Desa Ranu Pane terletak di Kecamatan Senduro, Kabupaten Lumajang, Provinsi Jawa Timur, secara geografis terletak antara 08° 00' 20.4583" LS dan 112° 55' 51.6481" BT. Desa Ranupani mencapai ketinggian 2200 meter diatas permukaan laut, berada pada lereng Gunung Semeru (gunung tertinggi di Pulau Jawa 3676 mdpl), daerah dingin dengan kabut yang konstan. Suhu berkisar -4°C hingga 24 °C. Desa Ranu Pane memiliki luas mencapai 3.578,75 ha terdiri atas, lahan milik seluas 318,40 ha dan 3260,35 termasuk hutan lindung milik negara. Menurut Artaka (2012) Desa Ranu Pane tidak memiliki tanah kas desa dan tanah bengkok. Sebaran lokasi lahan milik penduduk terdapat di dua dusun yaitu, Sidodadi (dusun atas) dan Besaran (dusun bawah). Penggunaan lahan penduduk didominasi tanah pertanian lahan kering seluas 203,94 ha, pemukiman (pekarangan dan rumah) 65,66 ha, serta sisanya prasarana umum (jalan, tempat ibadah, kuburan, dan danyang). Komoditas utama pertanian lahan kering di Desa Ranu Pane adalah kentang, kubis, dan daun bawang. Kentang merupakan komoditas yang paling banyak ditanam. Berdasarkan wawancara dengan masyarakat petani, kentang memiliki keuntungan yang lebih besar dibandingkan dengan komoditas yang lain. Pola pertanian di lahan miring pada umumnya tidak lagi menggunakan sistem “terasering” dengan alasan untuk memaksimalkan kuantitas hasil produksi. Pola yang dipakai dengan tanpa adanya “terasering” ini mengakibatkan tingkat erosi yang lebih tinggi sehingga menjadikan daerah pegunungan di Desa Ranu Pane rawan longsor. Selain itu, adanya erosi tanah di sekitar Danau Ranu Pani akan menyebabkan sedimentasi dan pendangkalan danau.

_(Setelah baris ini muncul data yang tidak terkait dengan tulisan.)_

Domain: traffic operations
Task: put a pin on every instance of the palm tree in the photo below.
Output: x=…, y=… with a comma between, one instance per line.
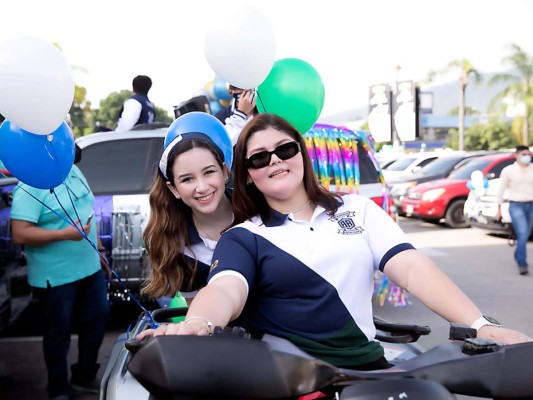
x=465, y=71
x=520, y=88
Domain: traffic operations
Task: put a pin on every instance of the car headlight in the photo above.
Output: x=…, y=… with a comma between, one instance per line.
x=401, y=189
x=433, y=194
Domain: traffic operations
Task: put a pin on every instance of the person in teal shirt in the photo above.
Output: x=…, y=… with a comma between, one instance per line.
x=66, y=275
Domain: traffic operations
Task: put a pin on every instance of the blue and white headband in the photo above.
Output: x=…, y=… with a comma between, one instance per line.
x=163, y=162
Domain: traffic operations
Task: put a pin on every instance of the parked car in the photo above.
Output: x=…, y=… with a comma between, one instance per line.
x=408, y=165
x=120, y=167
x=481, y=207
x=445, y=198
x=438, y=169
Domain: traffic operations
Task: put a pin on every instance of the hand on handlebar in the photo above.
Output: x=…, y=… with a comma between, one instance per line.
x=503, y=335
x=193, y=328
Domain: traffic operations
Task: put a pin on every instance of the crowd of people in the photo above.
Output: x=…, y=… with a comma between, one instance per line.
x=234, y=240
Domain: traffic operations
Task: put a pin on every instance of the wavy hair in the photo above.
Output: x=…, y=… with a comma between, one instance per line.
x=248, y=200
x=167, y=233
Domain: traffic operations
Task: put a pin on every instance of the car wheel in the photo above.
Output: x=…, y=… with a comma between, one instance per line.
x=455, y=217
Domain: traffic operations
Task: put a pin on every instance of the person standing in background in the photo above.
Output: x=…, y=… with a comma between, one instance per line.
x=67, y=277
x=138, y=109
x=517, y=180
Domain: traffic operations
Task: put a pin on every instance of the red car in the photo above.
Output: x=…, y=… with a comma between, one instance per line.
x=445, y=198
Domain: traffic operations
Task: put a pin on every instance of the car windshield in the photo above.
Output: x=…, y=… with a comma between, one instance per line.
x=466, y=170
x=401, y=164
x=440, y=165
x=121, y=166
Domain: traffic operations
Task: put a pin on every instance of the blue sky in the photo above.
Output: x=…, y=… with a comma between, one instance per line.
x=352, y=44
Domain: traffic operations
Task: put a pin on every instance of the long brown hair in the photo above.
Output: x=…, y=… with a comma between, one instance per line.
x=167, y=233
x=248, y=201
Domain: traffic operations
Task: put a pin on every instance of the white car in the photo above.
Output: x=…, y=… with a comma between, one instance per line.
x=408, y=165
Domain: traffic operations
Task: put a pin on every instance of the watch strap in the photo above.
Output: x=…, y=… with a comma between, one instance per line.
x=481, y=322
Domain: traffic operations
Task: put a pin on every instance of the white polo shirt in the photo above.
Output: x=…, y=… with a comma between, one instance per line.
x=312, y=282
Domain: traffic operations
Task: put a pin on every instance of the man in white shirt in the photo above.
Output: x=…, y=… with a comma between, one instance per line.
x=138, y=109
x=517, y=180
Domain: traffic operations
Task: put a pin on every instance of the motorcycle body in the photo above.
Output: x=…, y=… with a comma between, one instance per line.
x=399, y=342
x=231, y=366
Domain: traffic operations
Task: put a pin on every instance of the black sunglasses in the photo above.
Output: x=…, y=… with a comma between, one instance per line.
x=283, y=152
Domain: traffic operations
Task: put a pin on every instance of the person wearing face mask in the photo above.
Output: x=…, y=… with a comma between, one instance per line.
x=238, y=113
x=517, y=181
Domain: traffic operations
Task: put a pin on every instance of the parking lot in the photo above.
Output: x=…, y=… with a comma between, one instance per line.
x=482, y=265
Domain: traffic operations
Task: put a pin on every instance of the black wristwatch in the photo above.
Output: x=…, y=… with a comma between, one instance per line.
x=483, y=321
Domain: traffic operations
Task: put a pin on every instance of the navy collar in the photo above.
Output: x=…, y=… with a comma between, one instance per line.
x=276, y=218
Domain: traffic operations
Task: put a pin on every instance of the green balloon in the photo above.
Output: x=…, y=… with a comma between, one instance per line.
x=293, y=90
x=178, y=301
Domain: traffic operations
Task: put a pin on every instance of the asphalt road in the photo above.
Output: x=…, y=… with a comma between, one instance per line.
x=480, y=264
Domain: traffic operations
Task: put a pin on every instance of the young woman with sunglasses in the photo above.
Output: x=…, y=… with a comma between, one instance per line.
x=299, y=262
x=189, y=208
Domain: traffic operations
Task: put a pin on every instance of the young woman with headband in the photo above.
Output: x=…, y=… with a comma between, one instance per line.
x=189, y=205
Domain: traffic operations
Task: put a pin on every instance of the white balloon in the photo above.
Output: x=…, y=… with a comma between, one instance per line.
x=240, y=46
x=36, y=85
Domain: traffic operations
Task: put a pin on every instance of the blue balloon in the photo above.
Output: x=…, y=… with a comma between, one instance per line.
x=205, y=123
x=220, y=89
x=215, y=107
x=41, y=161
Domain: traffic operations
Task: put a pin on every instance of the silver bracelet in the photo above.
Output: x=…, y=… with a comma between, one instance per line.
x=208, y=323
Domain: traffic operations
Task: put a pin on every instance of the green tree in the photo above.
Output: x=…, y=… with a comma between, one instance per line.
x=466, y=70
x=520, y=86
x=493, y=135
x=108, y=113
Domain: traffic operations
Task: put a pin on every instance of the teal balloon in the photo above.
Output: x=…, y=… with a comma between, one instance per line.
x=293, y=90
x=178, y=301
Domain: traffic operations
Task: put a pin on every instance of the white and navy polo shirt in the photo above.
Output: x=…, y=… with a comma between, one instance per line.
x=312, y=282
x=200, y=252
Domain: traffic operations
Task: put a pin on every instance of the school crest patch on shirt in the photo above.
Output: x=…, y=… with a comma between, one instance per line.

Daerah Ranu Pane merupakan salah satu daerah di sekitar pegunungan yang mempunyai sifat tanah dengan kesuburan sangat tinggi. Hal ini berkaitan dengan mata pencaharian masyarakat di daerah Ranu Pane yang sebagian besar adalah sebagai petani (Hakim, 2011). Dengan tekanan akan pertumbuhan penduduk dan kebutuhan akan lahan pertanian yang tinggi di daerah enclave taman nasional menyebabkan intensifikasi pertanian pada lahan dengan kemiringan terjal. Posisi yang terkepung Taman Nasional terjadilah pembatasan hak-akses atas lahan dan manfaat kawasan terhadap pemenuhan kebutuhan dasar rumah tangga (kayu bakar dan tentu kebutuhan lahan untuk usaha pertanian lahan kering dengan adanya perkembangan jumlah penduduk), dan juga terhadap pemenuhan kebutuhan yang bersifat komunal, antara lain kebutuhan untuk ritual



8



dan upacara komunal (bambu & daun pisang) dan lahan untuk fasilitas umum (kuburan, dan tempat pembuangan sampah). Adanya pemikiran yang berbeda dalam melihat sumber daya alam menimbulkan cara pengelolaan yang berbeda pula, bahkan seringkali perbedaan pemaknaan itu berujung pada ketegangan antara pemerintah dan masyarakat lokal. Selain terjadinya erosi dan keruntuhan lereng, di Ranu Pane juga dikhawatirkan terjadi sedimentasi karena perubahan tata guna lahan yang sangat cepat dan praktek pertanian yang tidak berkelanjutan. Hal ini disebabkan karena revolusi hijau yang memperkenalkan pemanfaatan obat-obatan kimia dan pupuk kimia untuk memacu produktifitas pertanian. Oleh karena itu perlu adanya rekomendasi yang diberikan ke kepala desa agar dapat menanggulangi permasalahan tersebut agar lahan yang ditanami kentang tidak mengalami degradasi lahan. Berdasarkan kondisi tersebut ada beberapa tindakan yang harus dilakukan oleh Kepala Desa Kabupaten Lumajang, diantaranya yaitu: ●



Kawasan Lindung Dataran Tinggi Ranu Pane Kabupaten Lumajang dapat melakukan kegiatan Rehabilitasi hutan dan lahan yaitu dengan melakukan kegiatan seperti reboisasi, pemeliharaan tanaman, pengayaan tanaman, atau penerapan teknik konservasi tanah. Reboisasi dilakukan di dalam kawasan hutan lindung, hutan produksi, atau hutan konservasi. Pemeliharaan tanaman dilakukan oleh pemerintah, pemegang hak atau izin. Rehabilitasi lahan diselenggarakan melalui kegiatan penghijauan, pemeliharaan, pengayaan tanaman, atau penerapan teknik konservasi tanah. Penghijauan untuk memulihkan dan meningkatkan produktivitas lahan; pemeliharaan tanaman melalui perawatan, pengendalian hama dan penyakit; pengayaan tanaman untuk meningkatkan produktivitas lahan; penerapan teknik konservasi tanah secara vegetatif, sipil teknis, kimiawi. Rehabilitasi hutan konservasi dengan menanam jenis tumbuhan asli setempat, tumbuhan yang sesuai keadaan habitat, menanam berbagai jenis tanaman hutan.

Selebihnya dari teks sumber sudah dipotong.